(Reuters) - Shares in chip equipment maker KLA-Tencor Corp fell 9 percent, dragging along rivals, after the company’s chief financial officer said September is still a “drought” in terms of memory-chip shipments and that a recovery might not be as strong as expected.
Memory chipmakers’ production plans and outlook are closely tracked due to concerns that a two-year industry super-cycle may be skidding to a halt. The $121 billion global memory chip industry has enjoyed an unprecedented boom since late 2016.
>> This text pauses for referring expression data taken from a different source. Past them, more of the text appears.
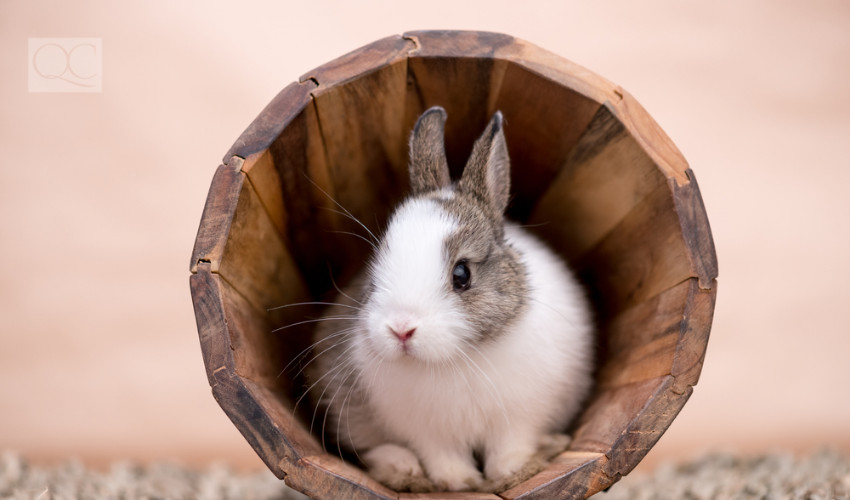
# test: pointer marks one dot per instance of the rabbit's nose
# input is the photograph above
(404, 333)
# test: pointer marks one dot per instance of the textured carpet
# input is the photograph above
(822, 476)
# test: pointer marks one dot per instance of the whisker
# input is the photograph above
(308, 321)
(494, 391)
(300, 355)
(338, 289)
(311, 304)
(345, 210)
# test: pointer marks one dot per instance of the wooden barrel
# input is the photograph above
(592, 174)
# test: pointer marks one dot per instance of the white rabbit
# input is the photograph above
(466, 341)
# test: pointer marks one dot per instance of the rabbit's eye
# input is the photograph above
(461, 276)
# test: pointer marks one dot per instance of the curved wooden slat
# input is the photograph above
(270, 428)
(666, 335)
(620, 199)
(271, 121)
(255, 259)
(265, 179)
(361, 121)
(217, 215)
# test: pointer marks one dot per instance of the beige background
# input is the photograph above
(101, 194)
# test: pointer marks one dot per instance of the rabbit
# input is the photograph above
(464, 343)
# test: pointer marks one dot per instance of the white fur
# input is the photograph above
(442, 394)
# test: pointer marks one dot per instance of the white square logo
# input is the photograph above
(65, 65)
“We thought that December quarter would snap back pretty strongly, when we look at it today ... feels like it will be up a little less than what we thought,” Chief Financial Officer Bren Higgins said at the Citi 2018 Global Technology Conference in New York.
“We see September is still is a drought...,” he said.
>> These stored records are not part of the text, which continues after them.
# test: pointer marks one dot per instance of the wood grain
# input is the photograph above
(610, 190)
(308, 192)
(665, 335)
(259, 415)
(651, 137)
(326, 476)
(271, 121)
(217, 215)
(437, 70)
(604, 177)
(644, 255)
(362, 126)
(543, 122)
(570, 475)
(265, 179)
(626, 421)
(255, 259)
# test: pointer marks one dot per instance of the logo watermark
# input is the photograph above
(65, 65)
KLA’s shares closed down 9.7 percent, while those of the top two chip gear makers, Applied Materials and Lam Research Corp, were down 5.2 percent and 7 percent at close, respectively.
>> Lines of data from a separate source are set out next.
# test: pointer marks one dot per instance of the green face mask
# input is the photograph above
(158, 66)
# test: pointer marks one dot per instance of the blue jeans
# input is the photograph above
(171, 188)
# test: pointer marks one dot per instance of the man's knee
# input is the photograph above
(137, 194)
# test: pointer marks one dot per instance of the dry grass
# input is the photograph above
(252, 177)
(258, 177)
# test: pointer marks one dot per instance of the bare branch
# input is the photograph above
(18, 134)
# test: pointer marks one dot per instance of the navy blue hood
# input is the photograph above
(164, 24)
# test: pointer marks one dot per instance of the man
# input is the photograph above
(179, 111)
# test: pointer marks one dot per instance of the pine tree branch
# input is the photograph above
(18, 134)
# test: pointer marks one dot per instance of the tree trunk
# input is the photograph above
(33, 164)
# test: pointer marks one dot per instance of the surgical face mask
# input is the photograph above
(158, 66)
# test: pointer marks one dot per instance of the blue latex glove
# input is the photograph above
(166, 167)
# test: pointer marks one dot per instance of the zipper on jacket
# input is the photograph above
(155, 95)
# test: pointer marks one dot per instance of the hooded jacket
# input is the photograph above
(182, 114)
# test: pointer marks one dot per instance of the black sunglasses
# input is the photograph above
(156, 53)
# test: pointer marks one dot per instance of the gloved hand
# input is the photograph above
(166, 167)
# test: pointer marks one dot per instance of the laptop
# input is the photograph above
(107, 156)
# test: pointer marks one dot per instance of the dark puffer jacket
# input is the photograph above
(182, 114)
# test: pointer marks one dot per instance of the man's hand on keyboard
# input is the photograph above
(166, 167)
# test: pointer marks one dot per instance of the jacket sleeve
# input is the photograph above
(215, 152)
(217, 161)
KLA’s grim forecast follows downbeat sentiment expressed by Micron Technology Inc’s Chief Financial Officer David Zinsner at the conference.
“NAND pricing did decline in the third quarter,” Zinsner said, referring to the fiscal quarter ended in May.
Micron’s shares closed down 9.9 percent.
Average prices for NAND flash memory chips, which are found in mobile devices and memory cards, have nearly halved from a peak in 2017.
However, prices of DRAM memory chips, which help servers, gaming PCs and cryptocurrency mining devices process large amounts of streaming data, are up more than 20 percent.
KLA-Tencor now expects second half 2018 shipments to be flat to down a few single digits, compared with its earlier guidance of mid-single digits growth.
Analysts also highlighted weakening demand for memory chips.
“DRAM pricing is likely peaking in CQ3...NAND oversupply has worsened recently,” said Baird analyst Tristan Gerra in a client note.